- Brent flat MoM at USD113/bbl; 2QFY13 averaged at USD110/bbl: Brent prices averaged USD113/bbl (flat) in Sep-12 amidst and heightened uncertainty in market fundamentals, geopolitcs and QE3 impact. Oil demand outlook continues to remain weak with projected demand growth of ~0.8mmbbl/s in 2012 and 2013.
- Reuters Singapore GRM down 14% MoM to USD8.9/bbl: Drop in gasoline and diesel cracks resulted in decline in GRM. 2QFY13 GRM averaged USD9.1/bbl v/s USD6.7/bbl in 1FY13 and USD9.1/bbl in 2QFY12. Unless meaningful refinery closures happen, we expect refining margins to remain subdued as the global operating rates (ex of US) are likely to remain low led by lower demand (particularly in Europe) and commissioning of new refineries.

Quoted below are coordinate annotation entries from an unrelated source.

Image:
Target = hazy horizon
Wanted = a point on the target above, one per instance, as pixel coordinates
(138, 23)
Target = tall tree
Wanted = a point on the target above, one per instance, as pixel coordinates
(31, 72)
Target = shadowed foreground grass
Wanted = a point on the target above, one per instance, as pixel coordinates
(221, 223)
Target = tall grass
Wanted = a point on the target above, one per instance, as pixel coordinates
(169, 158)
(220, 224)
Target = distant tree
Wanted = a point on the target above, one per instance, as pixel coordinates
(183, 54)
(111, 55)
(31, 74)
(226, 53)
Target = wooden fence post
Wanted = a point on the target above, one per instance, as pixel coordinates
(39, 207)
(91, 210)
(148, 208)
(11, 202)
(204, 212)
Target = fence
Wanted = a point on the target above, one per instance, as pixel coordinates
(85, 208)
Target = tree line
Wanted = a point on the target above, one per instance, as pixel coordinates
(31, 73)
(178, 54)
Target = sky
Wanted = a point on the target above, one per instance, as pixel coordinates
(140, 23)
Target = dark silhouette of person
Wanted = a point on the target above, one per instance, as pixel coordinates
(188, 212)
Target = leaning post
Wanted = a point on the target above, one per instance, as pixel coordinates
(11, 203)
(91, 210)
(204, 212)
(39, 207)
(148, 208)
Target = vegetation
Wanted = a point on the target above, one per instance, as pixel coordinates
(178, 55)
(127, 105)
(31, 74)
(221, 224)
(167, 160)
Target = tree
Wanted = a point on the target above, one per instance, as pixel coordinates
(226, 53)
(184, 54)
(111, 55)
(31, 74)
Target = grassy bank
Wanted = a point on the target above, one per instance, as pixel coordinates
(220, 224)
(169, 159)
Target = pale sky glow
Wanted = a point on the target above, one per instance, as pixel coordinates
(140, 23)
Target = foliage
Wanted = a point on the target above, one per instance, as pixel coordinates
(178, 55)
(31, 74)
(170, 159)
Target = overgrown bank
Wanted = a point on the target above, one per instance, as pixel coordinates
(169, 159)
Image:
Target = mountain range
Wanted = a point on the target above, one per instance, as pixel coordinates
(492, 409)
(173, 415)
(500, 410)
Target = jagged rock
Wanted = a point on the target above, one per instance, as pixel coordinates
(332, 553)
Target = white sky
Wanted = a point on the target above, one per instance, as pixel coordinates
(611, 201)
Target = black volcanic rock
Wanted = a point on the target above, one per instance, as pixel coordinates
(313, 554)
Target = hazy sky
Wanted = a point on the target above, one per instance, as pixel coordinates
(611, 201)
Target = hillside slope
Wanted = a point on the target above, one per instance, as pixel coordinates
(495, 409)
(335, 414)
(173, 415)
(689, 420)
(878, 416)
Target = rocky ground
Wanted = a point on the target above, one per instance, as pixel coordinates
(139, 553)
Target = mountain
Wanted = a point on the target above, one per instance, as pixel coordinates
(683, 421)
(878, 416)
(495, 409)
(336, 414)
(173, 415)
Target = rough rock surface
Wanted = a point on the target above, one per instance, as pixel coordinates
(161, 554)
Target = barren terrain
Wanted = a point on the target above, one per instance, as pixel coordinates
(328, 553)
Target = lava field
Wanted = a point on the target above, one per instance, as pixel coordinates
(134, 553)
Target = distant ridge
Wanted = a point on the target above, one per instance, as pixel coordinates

- Polymer and polyester margins marginally up: On MoM basis, polymer and integrated polyester spreads were up 1-3%, except PVC which was up 11.8% due to low base. On QoQ basis, 2QFY13 Polymer spreads are down 7-8%, while integrated polyester spreads are down 2-4%. Upcoming festive season/ winter could lift near-term margins.
- Valuation and view: Diesel price hike/limiting subsidized LPG cylinders will reduce under recoveries. OMC's are at attractive valuations and BPCL is our top pick for its E&P upside potential. Likely further positive policy actions and attractive valuations augur well for ONGC and Oil India. Maintain Neutral on GAIL and GSPL due to headwinds on incremental gas in medium term. However, domestic gas scarcity augurs well for Petronet LNG. RIL's new mega projects (petcoke gasification and off-gases cracker) are likely to add to earnings from FY15/FY16, however the medium term outlook on core business remain weak with RoE reaching sub-15%, Neutral.